Mphf class in lib/mphf.dart is a Minimal Perfect Hash Function (MPHF) implementation.
A Mphf (http://en.wikipedia.org/wiki/Perfect_hash_function#Minimal_perfect_hash_function) is generated from a defined set of unique keys. It produces a distinct integer for each key in the range of [0..keycount-1].
Such as for a set of 7 strings it generates integers 0..6: apple = 3 orange = 0 blueberry = 1 cherry = 6 pomegranate = 5 plum = 4 pear = 2
Generated hash function does not store key data in the structure therefore they are very compact. This particular implementation uses around 3.2 bits per key.
Mphfs may be useful for very large look-up structures such as language model compression. Mphf generation is a very slow operation, therefore it is generally suggested storing the hash data once it is generated and using it from the storage afterwards. Dart implementation does not provide this functionality.

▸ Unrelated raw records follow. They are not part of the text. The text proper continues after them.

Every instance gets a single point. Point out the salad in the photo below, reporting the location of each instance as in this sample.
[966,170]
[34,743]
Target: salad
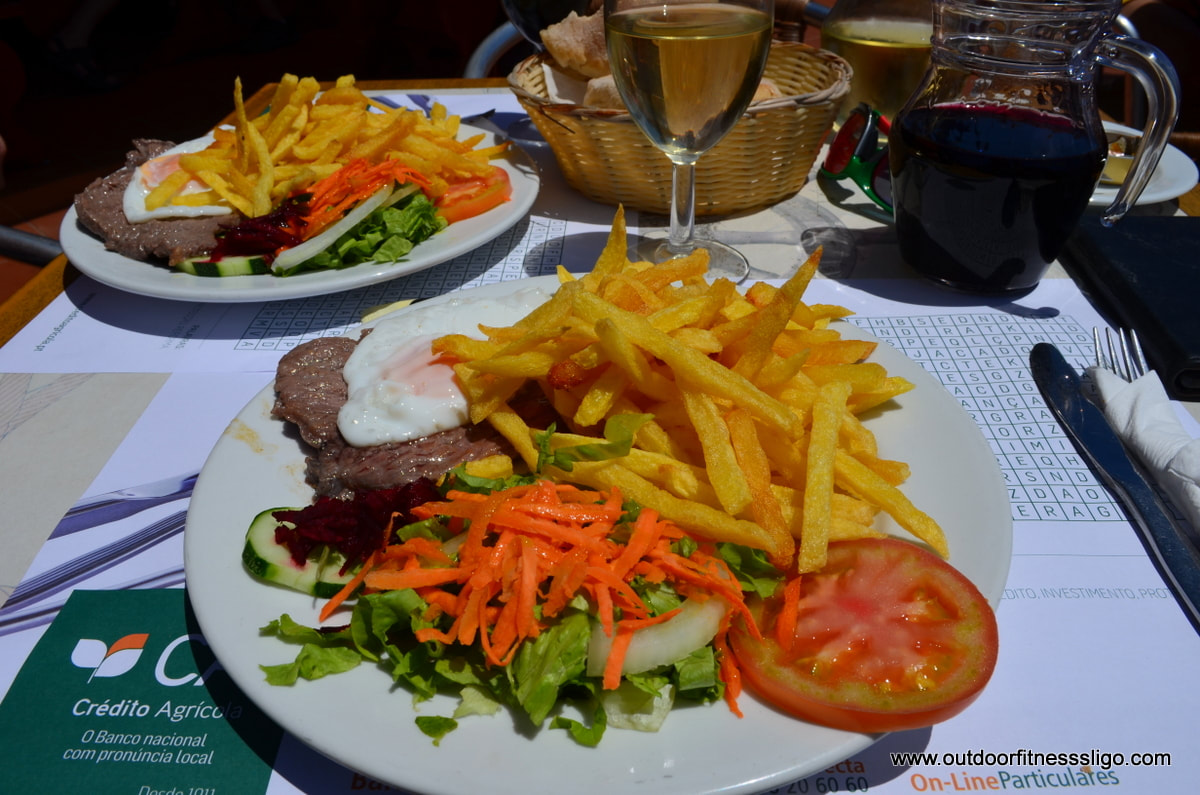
[517,592]
[709,519]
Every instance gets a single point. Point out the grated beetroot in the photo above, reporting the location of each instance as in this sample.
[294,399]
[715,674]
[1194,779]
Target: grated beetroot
[354,527]
[264,235]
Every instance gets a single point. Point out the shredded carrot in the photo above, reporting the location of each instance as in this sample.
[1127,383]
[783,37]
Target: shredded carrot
[348,589]
[526,553]
[789,613]
[335,196]
[625,629]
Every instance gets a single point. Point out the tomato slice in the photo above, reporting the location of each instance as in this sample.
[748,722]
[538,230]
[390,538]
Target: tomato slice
[475,196]
[887,637]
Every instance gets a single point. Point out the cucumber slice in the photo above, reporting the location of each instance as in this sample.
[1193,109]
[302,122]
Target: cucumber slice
[273,562]
[225,267]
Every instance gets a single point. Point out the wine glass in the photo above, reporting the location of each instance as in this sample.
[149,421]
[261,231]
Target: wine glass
[531,17]
[687,72]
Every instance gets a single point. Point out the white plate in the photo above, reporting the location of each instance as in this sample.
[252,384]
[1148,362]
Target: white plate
[89,255]
[1174,175]
[354,719]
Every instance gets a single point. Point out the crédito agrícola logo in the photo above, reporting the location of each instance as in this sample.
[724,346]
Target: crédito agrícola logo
[108,661]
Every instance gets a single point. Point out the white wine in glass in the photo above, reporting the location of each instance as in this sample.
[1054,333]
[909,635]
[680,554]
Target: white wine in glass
[687,71]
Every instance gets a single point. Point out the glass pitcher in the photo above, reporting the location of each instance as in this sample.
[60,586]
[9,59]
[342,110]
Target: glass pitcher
[995,156]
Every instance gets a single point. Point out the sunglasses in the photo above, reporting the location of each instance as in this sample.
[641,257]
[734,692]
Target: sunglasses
[856,154]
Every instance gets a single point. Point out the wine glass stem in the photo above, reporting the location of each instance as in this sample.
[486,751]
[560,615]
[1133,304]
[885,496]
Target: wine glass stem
[683,208]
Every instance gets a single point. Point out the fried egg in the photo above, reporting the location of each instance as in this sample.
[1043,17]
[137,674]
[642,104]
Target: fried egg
[151,173]
[397,392]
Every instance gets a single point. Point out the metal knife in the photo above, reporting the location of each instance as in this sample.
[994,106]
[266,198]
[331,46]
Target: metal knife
[1175,559]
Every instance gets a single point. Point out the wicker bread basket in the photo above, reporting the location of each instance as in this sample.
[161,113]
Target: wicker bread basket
[765,159]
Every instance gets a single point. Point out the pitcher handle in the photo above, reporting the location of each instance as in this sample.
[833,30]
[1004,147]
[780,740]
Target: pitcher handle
[1161,82]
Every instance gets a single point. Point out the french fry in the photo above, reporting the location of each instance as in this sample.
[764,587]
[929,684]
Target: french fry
[755,436]
[306,135]
[820,478]
[727,478]
[859,479]
[703,520]
[753,459]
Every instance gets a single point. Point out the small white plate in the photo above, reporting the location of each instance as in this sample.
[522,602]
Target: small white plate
[89,255]
[358,719]
[1174,177]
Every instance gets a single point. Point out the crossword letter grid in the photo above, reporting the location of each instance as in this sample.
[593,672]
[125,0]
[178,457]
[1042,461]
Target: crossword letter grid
[983,360]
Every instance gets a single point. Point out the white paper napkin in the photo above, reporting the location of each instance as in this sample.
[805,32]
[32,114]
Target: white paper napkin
[1145,419]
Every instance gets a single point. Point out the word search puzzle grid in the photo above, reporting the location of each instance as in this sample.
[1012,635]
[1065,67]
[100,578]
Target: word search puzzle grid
[532,247]
[983,360]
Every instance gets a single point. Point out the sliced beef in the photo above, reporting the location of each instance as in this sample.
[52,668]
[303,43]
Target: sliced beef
[101,210]
[310,390]
[340,470]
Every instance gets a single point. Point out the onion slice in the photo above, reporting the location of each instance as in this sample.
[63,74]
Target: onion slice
[291,257]
[694,627]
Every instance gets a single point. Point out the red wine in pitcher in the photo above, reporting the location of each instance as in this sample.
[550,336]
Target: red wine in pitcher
[985,196]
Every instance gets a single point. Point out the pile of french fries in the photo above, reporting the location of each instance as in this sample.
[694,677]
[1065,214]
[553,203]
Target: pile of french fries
[307,135]
[755,434]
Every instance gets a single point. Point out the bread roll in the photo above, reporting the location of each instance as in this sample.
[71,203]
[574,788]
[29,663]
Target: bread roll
[577,45]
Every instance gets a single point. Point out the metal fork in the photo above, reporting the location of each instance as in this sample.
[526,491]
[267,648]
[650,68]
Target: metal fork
[1121,353]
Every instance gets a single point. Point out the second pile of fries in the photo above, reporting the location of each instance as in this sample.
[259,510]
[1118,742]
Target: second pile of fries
[307,135]
[755,434]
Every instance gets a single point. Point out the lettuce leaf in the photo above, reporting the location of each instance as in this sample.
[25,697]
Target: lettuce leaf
[388,234]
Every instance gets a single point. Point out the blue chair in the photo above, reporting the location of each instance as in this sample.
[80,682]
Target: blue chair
[492,49]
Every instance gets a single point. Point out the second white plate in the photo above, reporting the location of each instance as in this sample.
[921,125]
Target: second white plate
[1175,175]
[89,255]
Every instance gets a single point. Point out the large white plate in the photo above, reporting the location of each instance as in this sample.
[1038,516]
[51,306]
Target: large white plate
[1174,175]
[89,255]
[354,719]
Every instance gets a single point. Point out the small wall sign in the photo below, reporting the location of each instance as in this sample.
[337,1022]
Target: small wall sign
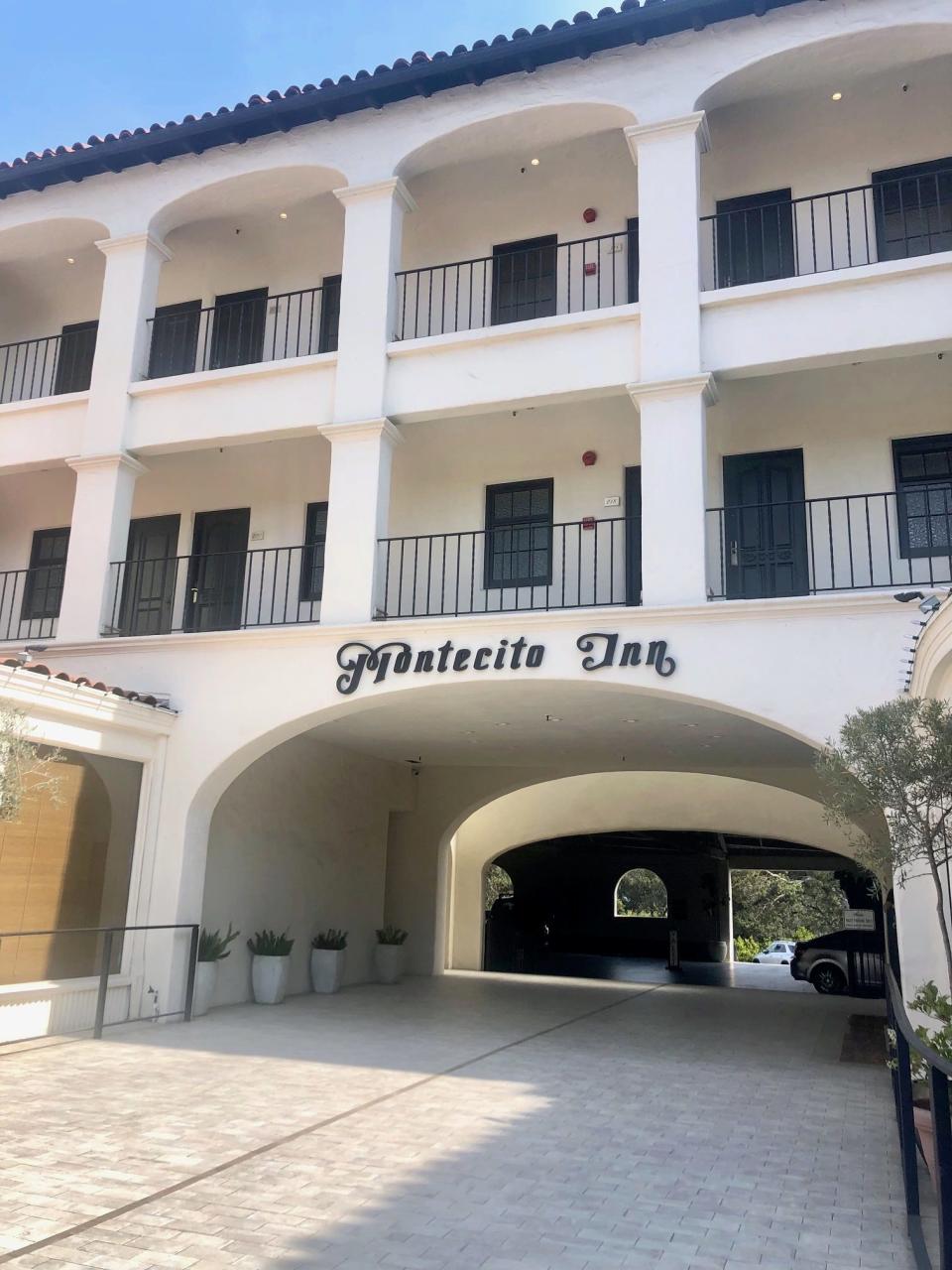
[601,649]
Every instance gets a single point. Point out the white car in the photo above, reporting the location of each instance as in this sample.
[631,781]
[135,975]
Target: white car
[779,952]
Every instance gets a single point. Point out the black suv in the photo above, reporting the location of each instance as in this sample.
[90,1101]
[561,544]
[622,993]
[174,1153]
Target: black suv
[843,961]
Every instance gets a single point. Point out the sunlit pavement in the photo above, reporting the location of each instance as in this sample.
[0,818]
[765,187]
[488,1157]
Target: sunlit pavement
[461,1121]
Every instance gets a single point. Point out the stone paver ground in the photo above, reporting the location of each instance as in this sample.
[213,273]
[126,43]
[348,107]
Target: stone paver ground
[456,1123]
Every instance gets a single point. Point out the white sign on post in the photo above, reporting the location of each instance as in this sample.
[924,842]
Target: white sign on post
[860,920]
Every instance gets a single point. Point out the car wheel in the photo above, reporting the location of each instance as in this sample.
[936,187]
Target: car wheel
[829,979]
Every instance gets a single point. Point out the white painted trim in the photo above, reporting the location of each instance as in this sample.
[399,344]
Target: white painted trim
[362,430]
[669,390]
[393,186]
[617,316]
[49,403]
[230,373]
[696,123]
[108,245]
[105,462]
[834,278]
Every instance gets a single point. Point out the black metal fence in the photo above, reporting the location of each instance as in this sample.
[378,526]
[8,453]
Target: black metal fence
[518,285]
[889,220]
[49,366]
[923,1120]
[109,940]
[578,564]
[220,590]
[243,331]
[30,602]
[849,543]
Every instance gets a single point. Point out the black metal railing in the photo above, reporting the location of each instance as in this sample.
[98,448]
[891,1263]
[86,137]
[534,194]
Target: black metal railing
[186,338]
[889,220]
[578,564]
[30,602]
[218,590]
[923,1123]
[49,366]
[62,945]
[517,286]
[849,543]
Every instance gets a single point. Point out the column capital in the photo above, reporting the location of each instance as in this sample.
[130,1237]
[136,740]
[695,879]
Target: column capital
[105,462]
[682,125]
[393,186]
[362,430]
[670,390]
[108,246]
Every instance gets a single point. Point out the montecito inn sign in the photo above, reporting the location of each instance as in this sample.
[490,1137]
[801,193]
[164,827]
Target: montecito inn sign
[599,649]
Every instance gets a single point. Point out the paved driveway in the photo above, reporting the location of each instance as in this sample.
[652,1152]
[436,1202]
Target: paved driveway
[456,1123]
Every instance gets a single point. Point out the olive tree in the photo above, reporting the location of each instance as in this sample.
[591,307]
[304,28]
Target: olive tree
[888,784]
[24,766]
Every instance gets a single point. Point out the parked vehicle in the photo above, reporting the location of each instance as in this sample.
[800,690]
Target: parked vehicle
[842,961]
[779,952]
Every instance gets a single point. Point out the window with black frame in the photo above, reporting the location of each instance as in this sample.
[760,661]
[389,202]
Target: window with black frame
[48,568]
[520,534]
[312,554]
[923,467]
[912,209]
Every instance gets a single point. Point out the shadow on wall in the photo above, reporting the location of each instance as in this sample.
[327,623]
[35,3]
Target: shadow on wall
[298,842]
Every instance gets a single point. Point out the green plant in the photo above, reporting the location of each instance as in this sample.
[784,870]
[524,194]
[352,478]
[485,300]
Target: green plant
[268,944]
[746,949]
[213,947]
[391,935]
[888,784]
[330,939]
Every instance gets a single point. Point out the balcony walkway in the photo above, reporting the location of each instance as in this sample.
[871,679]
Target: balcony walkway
[462,1121]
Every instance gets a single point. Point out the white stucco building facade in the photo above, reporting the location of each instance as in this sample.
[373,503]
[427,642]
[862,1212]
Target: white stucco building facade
[508,444]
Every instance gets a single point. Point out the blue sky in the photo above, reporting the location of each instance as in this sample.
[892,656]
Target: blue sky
[85,66]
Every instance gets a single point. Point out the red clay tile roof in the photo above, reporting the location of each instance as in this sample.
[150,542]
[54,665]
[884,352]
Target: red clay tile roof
[420,75]
[82,683]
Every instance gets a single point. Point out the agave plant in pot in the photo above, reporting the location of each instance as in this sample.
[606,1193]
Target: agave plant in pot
[327,955]
[212,949]
[271,965]
[390,953]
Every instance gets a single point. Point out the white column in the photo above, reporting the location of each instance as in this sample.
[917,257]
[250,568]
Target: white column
[673,488]
[669,266]
[373,221]
[98,536]
[358,513]
[130,287]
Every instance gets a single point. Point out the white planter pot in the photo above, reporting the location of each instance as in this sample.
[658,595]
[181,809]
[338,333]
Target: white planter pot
[389,960]
[270,978]
[326,969]
[206,980]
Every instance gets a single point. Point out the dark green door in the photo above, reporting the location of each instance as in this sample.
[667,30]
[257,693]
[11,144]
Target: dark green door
[149,575]
[216,575]
[765,525]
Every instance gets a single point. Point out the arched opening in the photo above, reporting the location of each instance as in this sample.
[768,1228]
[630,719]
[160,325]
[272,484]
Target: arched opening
[51,282]
[640,893]
[499,235]
[254,273]
[864,173]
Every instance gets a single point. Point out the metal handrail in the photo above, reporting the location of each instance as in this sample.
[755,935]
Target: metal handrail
[105,960]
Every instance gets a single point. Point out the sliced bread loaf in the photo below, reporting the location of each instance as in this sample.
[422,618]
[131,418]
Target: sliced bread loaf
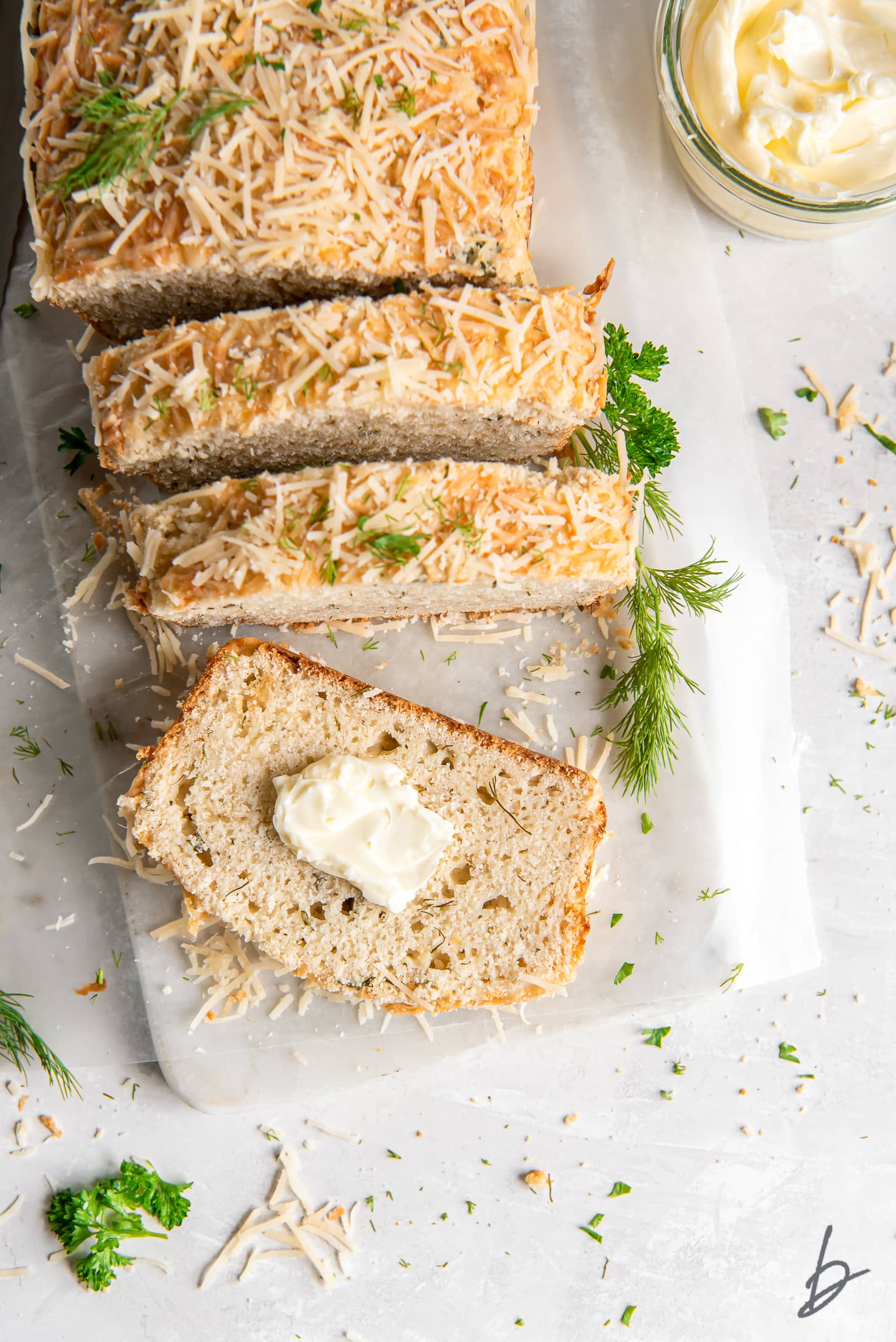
[497,375]
[383,541]
[503,917]
[184,160]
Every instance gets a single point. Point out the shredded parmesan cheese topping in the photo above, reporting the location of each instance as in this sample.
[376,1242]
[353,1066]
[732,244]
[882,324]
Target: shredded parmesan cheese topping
[367,142]
[399,524]
[521,352]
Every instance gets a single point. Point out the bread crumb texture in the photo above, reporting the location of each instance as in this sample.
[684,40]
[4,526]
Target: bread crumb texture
[470,372]
[383,540]
[282,151]
[506,903]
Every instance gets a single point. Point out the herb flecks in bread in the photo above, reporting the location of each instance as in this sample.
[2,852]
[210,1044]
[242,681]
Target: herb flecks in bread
[465,372]
[501,921]
[383,541]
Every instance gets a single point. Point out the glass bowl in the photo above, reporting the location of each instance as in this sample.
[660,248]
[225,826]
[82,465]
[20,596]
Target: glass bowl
[729,188]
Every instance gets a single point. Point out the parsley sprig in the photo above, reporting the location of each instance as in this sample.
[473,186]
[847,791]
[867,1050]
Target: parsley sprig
[648,732]
[109,1212]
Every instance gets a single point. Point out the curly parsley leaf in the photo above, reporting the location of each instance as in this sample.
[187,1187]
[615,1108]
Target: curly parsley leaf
[76,441]
[108,1213]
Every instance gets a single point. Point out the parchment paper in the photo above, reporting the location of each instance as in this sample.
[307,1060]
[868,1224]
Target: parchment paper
[727,820]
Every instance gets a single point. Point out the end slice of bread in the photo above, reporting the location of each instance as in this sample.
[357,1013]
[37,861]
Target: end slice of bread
[501,921]
[497,375]
[383,541]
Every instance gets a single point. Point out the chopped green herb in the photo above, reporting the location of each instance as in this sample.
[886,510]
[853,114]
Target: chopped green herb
[220,110]
[882,438]
[493,792]
[244,384]
[773,421]
[727,984]
[76,441]
[406,101]
[20,1044]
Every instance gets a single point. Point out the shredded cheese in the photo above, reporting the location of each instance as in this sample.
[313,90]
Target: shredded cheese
[42,671]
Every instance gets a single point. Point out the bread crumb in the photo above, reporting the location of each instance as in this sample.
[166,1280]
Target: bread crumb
[537,1180]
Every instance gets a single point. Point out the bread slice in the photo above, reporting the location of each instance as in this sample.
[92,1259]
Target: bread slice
[495,375]
[383,541]
[278,152]
[501,921]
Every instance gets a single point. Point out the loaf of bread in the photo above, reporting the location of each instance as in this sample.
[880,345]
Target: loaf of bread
[495,375]
[503,917]
[184,160]
[383,541]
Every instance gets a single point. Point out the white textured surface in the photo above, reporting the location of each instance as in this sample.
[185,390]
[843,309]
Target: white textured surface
[721,1229]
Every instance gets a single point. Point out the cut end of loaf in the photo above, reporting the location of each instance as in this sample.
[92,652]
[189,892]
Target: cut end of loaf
[501,921]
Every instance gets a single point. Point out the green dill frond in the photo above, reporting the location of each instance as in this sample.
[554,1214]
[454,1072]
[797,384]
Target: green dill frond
[220,110]
[20,1044]
[659,509]
[122,142]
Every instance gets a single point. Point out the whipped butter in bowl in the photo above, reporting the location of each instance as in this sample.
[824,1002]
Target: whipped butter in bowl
[359,819]
[782,113]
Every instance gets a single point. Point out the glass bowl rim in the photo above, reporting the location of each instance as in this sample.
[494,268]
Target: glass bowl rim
[690,132]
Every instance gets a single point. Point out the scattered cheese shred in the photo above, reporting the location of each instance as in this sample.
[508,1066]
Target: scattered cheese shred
[292,1223]
[42,671]
[31,820]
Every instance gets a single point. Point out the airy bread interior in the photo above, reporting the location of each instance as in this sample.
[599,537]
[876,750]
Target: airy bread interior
[501,921]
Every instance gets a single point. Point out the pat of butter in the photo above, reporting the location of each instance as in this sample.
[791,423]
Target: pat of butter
[359,819]
[801,93]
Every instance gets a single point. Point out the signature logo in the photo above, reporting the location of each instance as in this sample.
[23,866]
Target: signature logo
[818,1295]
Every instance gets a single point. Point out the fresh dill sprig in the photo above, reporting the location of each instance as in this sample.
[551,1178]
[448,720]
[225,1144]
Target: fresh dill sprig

This implementation is a variant of "Hash, displace, and compress" - CHD algorithm (http://cmph.sourceforge.net/papers/esa09.pdf). The novelty of this variant is that it does not apply integer array compression. Instead it stores the hash seed values in a byte array and uses layered structure for failed buckets. It uses slightly more space than it could (typically a Mphf can use only 2.5 bits), but generally this implementation is faster to generate and query.
main() {
var fruits = ["apple", "orange", "blueberry", "cherry", "pomegranate", "plum", "pear"];
var mphf = new Mphf.fromStrings(fruits);
for(var fruit in fruits) {
print("$fruit = ${mphf.getValue(fruit.charCodes())}");
}
}
SparseVector class in sparse_vector.dart can be used for representing large sparse vectors where most of its values are zero.
This structure only hold non-zero elements in it. Therefore it is compact.
Internally it is actually a hash table that uses linear probing. It is more efficient than using Map<int,num> structure. Most vector arithmetic operations are not yet added to the code.